The flexibility introduced in the discovery of facts and dimensions allows us to analyze data that have complex relations, which escape to the traditional multidimensional model and cannot be otherwise analyzed. Moreover, instead of building a huge, one time data warehouse, our method for fact and dimension extraction is based on several indexes and precomputed data, which allows us to efficiently materialize only the facts and dimensions required by an analytical query. This provides up-to-date, dynamic and customized results to the user.
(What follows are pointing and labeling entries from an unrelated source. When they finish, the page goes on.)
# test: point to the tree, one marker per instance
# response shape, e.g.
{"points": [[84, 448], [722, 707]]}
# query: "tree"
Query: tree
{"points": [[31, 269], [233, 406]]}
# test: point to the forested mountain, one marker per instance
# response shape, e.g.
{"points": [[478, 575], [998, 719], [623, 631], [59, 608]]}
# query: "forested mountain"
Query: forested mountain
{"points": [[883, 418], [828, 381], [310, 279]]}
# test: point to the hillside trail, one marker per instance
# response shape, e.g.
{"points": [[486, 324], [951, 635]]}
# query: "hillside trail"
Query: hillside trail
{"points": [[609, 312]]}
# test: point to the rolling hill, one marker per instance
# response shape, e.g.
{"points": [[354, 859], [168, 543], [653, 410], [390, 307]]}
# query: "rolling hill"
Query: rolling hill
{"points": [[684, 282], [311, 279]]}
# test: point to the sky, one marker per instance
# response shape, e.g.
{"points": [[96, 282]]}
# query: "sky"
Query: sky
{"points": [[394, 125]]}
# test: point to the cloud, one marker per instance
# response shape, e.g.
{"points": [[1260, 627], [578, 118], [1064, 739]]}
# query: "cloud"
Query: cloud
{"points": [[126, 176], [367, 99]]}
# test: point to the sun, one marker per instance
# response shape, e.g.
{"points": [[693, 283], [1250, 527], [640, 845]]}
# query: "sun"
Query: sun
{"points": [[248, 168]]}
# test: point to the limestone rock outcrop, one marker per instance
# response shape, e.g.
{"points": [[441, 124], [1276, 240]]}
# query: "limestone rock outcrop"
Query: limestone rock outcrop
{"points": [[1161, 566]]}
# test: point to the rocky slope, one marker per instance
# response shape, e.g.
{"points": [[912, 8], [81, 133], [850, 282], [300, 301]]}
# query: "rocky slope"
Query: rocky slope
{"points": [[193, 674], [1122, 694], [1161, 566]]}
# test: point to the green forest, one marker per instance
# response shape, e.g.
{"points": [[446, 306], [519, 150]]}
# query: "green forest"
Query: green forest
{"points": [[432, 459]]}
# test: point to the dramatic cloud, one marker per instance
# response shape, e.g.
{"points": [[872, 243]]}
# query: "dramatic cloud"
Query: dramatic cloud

Conclusion and future work
The analysis framework developed in the dissertation constitutes a powerful tool that can be used in several domains (healthcare, business, etc.) to analyze semantic data in sophisticated ways until now unseen. The developed use case shows the analytical potential of the framework and the experiments validate the viability of the proposal and demonstrate the efficiency of the developed methods.
There are several lines of future work that involve the enhancement of the indexes, the inclusion of properties in the modularization approaches, the definition of new types of aggregation paths, among others. In a broader sense, the success of the developed methods encourages us to widen the analysis perspectives on SW data to other kinds of analysis that aid decision making, specially data mining techniques.